⚠️ With the 2023 Twitter API changes this project might not work as expected, and should be updated to integrate with Twitter in another way
Twitgraph is a library that generates an interactive network of social clusters related to any twitter profile or a twitter qurey.
usage: Twitgraph [-h] {collect,keys,stats,visualize} ...
collect: Collect data from twitter api.
keys: List and/or delete keys from database.
stats: Print statistics of handles.
visualize: Visualize graph.
positional arguments:
{collect,keys,stats,visualize}
optional arguments:
-h, --help show this help message and exit
usage: Twitgraph collect [-h] -k DBKey [-H Handles to search from [Handles to search from ...]]
[-q QUERIES [QUERIES ...]] [-m [maxTweets ...]] [-n nIterations]
Collect data from twitter api
optional arguments:
-h, --help show this help message and exit
-k DBKey, --key DBKey
Name of database (using a name for the first time will create one, otherwise
will use the existing DB)
-H Handles to search from [Handles to search from ...], --handles Handles to search from [Handles to search from ...]
Twitter handle(s) to begin searching from (the part in brackets @[foo])
-q QUERIES [QUERIES ...], --queries QUERIES [QUERIES ...]
queries to collect users from
-m [maxTweets ...], --maxTweetsPerQurey [maxTweets ...]
Maximum number of tweets to collect per qurey (e.g. '-m 1000 300 500').
Defaults to 1000
-n nIterations, --nIterations nIterations
Number of times the api is called (each takes 15 minutes)

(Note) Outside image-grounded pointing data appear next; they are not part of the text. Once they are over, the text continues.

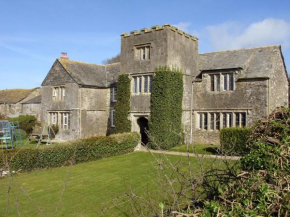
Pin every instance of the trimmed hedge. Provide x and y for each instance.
(26, 122)
(233, 140)
(122, 108)
(166, 108)
(79, 151)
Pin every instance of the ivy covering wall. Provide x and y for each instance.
(166, 108)
(122, 107)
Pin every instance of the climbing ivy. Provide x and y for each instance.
(122, 107)
(166, 108)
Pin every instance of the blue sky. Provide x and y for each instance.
(33, 33)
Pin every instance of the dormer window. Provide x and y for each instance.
(58, 93)
(142, 52)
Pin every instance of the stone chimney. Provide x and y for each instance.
(64, 56)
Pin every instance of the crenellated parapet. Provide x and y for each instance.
(158, 28)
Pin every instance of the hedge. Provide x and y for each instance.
(233, 140)
(122, 108)
(166, 108)
(26, 122)
(77, 152)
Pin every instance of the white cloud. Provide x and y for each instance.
(183, 26)
(233, 35)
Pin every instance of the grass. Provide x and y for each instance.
(197, 149)
(30, 144)
(90, 187)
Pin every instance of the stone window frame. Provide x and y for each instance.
(216, 120)
(58, 93)
(112, 117)
(142, 52)
(59, 118)
(141, 84)
(114, 94)
(222, 82)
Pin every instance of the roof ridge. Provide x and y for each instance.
(102, 65)
(252, 48)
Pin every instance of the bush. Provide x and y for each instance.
(26, 122)
(233, 140)
(79, 151)
(55, 129)
(122, 107)
(166, 109)
(23, 134)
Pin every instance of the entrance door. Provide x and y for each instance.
(144, 129)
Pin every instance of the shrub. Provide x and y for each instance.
(26, 122)
(233, 140)
(122, 108)
(23, 134)
(55, 129)
(166, 108)
(79, 151)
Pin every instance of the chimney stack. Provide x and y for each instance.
(64, 56)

usage: Twitgraph keys [-h] [-k DBKey] [-d]
List and/or delete keys from database
optional arguments:
-h, --help show this help message and exit
-k DBKey, --key DBKey
Name of database (using a name for the first time will create one, otherwise
will use the existing DB)
-d, --delete Delete all information of a handle or more
usage: Twitgraph stats [-h] [-k DBKey [DBKey ...]] [-p]

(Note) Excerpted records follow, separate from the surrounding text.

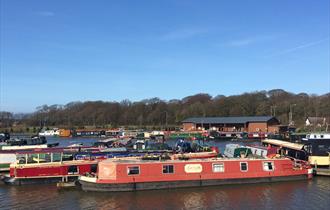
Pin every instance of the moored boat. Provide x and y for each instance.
(137, 174)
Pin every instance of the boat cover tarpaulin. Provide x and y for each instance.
(285, 144)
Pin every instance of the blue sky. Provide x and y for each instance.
(55, 52)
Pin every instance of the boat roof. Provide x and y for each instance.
(138, 160)
(285, 144)
(49, 150)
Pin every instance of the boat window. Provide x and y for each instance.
(56, 157)
(168, 169)
(132, 170)
(268, 166)
(218, 167)
(94, 168)
(32, 158)
(244, 166)
(322, 148)
(44, 158)
(73, 170)
(67, 157)
(21, 158)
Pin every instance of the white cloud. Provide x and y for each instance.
(46, 13)
(250, 40)
(183, 34)
(302, 46)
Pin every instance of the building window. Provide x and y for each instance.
(94, 168)
(244, 166)
(168, 169)
(73, 170)
(268, 166)
(56, 157)
(133, 170)
(218, 167)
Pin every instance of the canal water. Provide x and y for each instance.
(313, 194)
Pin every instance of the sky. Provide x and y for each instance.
(56, 52)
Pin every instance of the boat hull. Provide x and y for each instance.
(29, 181)
(103, 187)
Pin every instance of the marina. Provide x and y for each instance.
(291, 193)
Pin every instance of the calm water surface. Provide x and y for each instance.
(314, 194)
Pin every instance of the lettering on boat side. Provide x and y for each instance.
(193, 168)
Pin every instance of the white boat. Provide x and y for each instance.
(51, 132)
(318, 146)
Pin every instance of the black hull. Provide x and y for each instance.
(30, 181)
(89, 186)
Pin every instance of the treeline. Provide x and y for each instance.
(160, 113)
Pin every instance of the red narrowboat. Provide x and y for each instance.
(132, 175)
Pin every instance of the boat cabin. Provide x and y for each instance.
(236, 151)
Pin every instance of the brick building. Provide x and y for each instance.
(232, 124)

Print contents of one or more handles
optional arguments:
-h, --help show this help message and exit
-k DBKey [DBKey ...], --key DBKey [DBKey ...]
Name of database (using a name for the first time will create one, otherwise
will use the existing DB)
-p, --peek Print the first 10 users in selected handles
usage: Twitgraph visualize [-h] -k DBKey [-n Node Number] [-p Partition Number] [-t Theme]
[-l Layout] [-a algorithm]
Visualize graph
optional arguments:
-h, --help show this help message and exit
-k DBKey, --key DBKey
Name of database (using a name for the first time will create one, otherwise
will use the existing DB)
-n Node Number, --nodenum Node Number
Number of nodes visualized (default for all nodes)
-p Partition Number, --n_clusters Partition Number
Number of times data is partitioned (default for 0.1 of node number)
-t Theme, --theme Theme
Visual style of graph
-l Layout, --layout Layout
Layout of (x, y) positions of nodes in the graph
-a algorithm, --algorithm algorithm
Choice of algorithm (spectral_clustering, HDBSCAN)
You can specify colors and constants of the graph visualization by editing the data/configurations.json, duplicate and existing theme and edit the values that you wish to edit, you can leave and out any object you do not wish to edit and it'll replaced by it's default config, as an example you duplicate the 'colors' object and leave out the 'constants' and 'layout' objects.
You can write an algorithm to compute the (x, y) coordinates of each cluster by writing a javascript function in graph/layoutAlgorithm.js that returns an object which relate each cluster ID -> (x, y) coordinate (Note: you will need to fimilirize yourself with the code structure in script.js first). After that you should choose the add name of the function you created to 'layouts' in the file data/configurations.json. Running Main.py visualize, choose '--layout' as the name of your function.